MRD was positive after transplantation, MFC > 0.1% and / or fusion gene and gene mutation (WT1 > 0.6%, AML1-ETO > 0.4%, others >1%).
ECOG body status score 0-2.
Patients with expected survival time >=3 months.
Good organ function level: ANC (neutrophil absolute value >=1.0x10^9/L; PLT >=30x10^9/L; HB >=80g/L; Tibil <=1.5 ULN; ALT / AST <=2.5 ULN; bun / Cr <=1.5 ULN; LVEF >=50%).
Patients who have received any anti-tumor treatment (including radiotherapy, chemotherapy, surgery or molecular targeted treatment) for more than 4 weeks from the end of the previous treatment.
Patients with no GVHD and no previous history of 3 or more degrees of aGVHD. 10. Patients who voluntarily participate in the clinical trial, understand the research procedure and can sign the informed consent in writing.

Exclusion criteria

Patients with severe cardiac insufficiency and EF lower than 60%; or patients with severe arrhythmia who could not tolerate super pretreatment.
Patients with activity of aGVHD or extensive cGVHD.

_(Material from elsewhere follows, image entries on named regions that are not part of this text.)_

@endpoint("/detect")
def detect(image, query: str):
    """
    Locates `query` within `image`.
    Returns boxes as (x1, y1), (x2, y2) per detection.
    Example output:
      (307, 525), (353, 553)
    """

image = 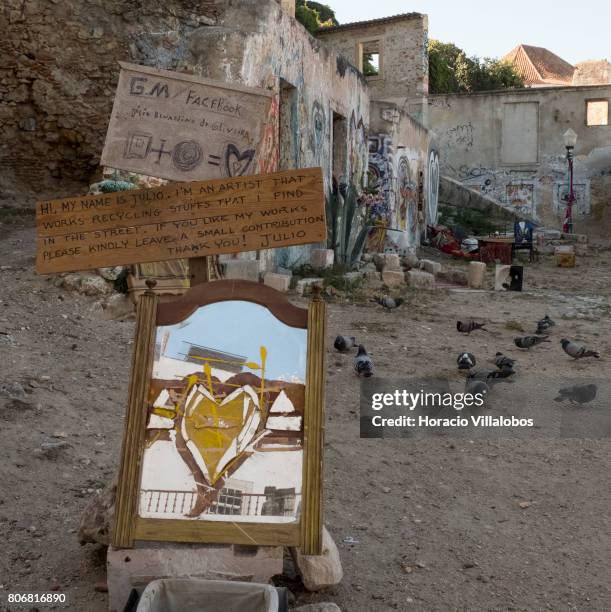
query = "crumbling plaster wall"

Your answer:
(368, 102), (438, 252)
(317, 13), (429, 125)
(188, 0), (369, 266)
(0, 0), (216, 204)
(429, 86), (611, 229)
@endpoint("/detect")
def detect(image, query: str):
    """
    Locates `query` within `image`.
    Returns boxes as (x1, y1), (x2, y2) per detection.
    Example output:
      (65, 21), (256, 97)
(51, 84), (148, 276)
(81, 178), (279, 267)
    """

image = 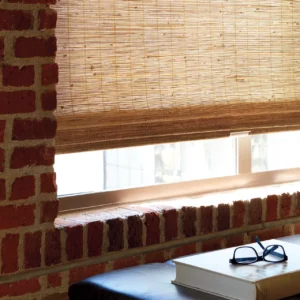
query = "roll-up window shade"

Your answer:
(56, 0), (300, 152)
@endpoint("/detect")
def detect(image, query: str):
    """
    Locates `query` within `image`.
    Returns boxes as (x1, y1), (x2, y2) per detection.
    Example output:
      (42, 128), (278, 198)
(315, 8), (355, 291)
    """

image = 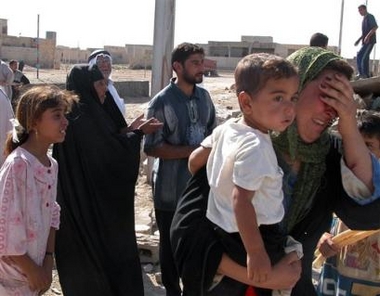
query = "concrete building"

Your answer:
(0, 19), (368, 75)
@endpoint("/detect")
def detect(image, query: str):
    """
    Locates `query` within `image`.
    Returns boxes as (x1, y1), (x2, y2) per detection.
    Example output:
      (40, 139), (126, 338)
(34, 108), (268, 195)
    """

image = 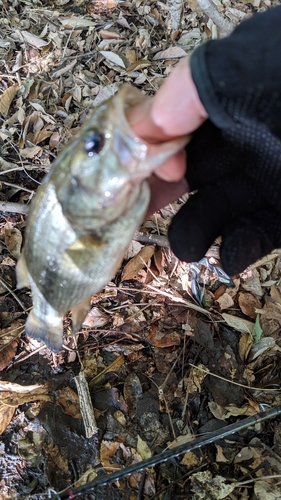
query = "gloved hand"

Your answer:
(130, 7), (281, 275)
(169, 121), (281, 275)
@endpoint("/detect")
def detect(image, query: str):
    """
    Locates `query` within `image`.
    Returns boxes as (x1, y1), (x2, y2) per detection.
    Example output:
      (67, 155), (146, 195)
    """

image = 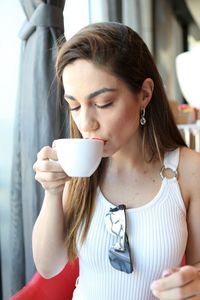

Patients with BCR/ABL positive.
Patients who were previously known to be resistant to azacytidine or dessicabine or venetoclax.
In patients with severe pulmonary insufficiency (obstructive and / or restrictive ventilation disorders), the researchers evaluated the patients who could not tolerate the super pretreatment scheme.
Patients with severe liver function impairment and liver function indexes (alt, TBIL) more than 3 ULN were evaluated as intolerant of super pretreatment.
In patients with severe renal insufficiency, the renal function index (CR) is more than 2 times of the upper limit of the normal value (ULN), or the 24-hour creatinine clearance rate (CR) is less than 50ml / min, the researchers evaluated that they could not tolerate the super pretreatment scheme.
In patients with severe active infection, the researchers evaluated that they could not tolerate the pretreatment.
Patients who had allergic reactions or serious adverse reactions in the previous use of pretreatment related drugs could not be included in the study.
Patients with hematological recurrence (bone marrow smear: proportion of primordial cells >=5%) or any extramedullary recurrence.
Other reasons why the researchers could not be selected.